Pricing usually runs higher than commodity reds, often double or more per pound. That premium reflects the licensing fees, lower yields per acre, and short shelf window.
Are Candy Snap Grapes Healthy?
Candy Snap grapes are nutritionally similar to other table grapes, with vitamin C, vitamin K, potassium, fiber, and grape-skin antioxidants. They are sweeter, though, so the natural sugar load per serving is higher. A standard cup of grapes runs about 15 grams of sugar. Candy Snaps will sit at the upper end of that range given the higher Brix.
For most folks, a one-cup serving as a snack is a solid swap for processed candy. Diabetics should still count the carbs and watch portion size. If you want a deeper look at the sweet-grape sugar question, I covered it in my post on whether cotton candy grapes are unhealthy, and the answer applies to Candy Snaps too.
How to Store and Use Candy Snap Grapes
Store Candy Snap grapes unwashed in the original clamshell or a perforated bag in the crisper drawer at 32 to 36°F. They’ll hold for one to two weeks if you keep them cold and dry. Wash only the portion you plan to eat. Surface moisture on the rest of the bunch shortens shelf life fast.

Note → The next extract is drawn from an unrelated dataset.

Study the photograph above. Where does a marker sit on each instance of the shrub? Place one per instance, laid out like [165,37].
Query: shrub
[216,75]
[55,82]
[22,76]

Beyond eating out of hand, they work well on cheese boards, in salads with goat cheese and arugula, frozen as a hot-day snack, or halved into yogurt. Their low acid makes them a better fit for sweet pairings than savory cooking. I wouldn’t reduce them into a sauce; you’d lose the flavor that makes them worth the price.
Final Thoughts
Candy Snap grapes earned their shelf space because the flavor is real and consistent. The breeding behind them is solid conventional plant science, the genetics belong to IFG/Bloom Fresh, and the season runs early summer through mid-summer in the US. If you see them in late June, grab a clamshell. They don’t stay around long, and once California finishes, you’re waiting on the southern hemisphere to bring them back.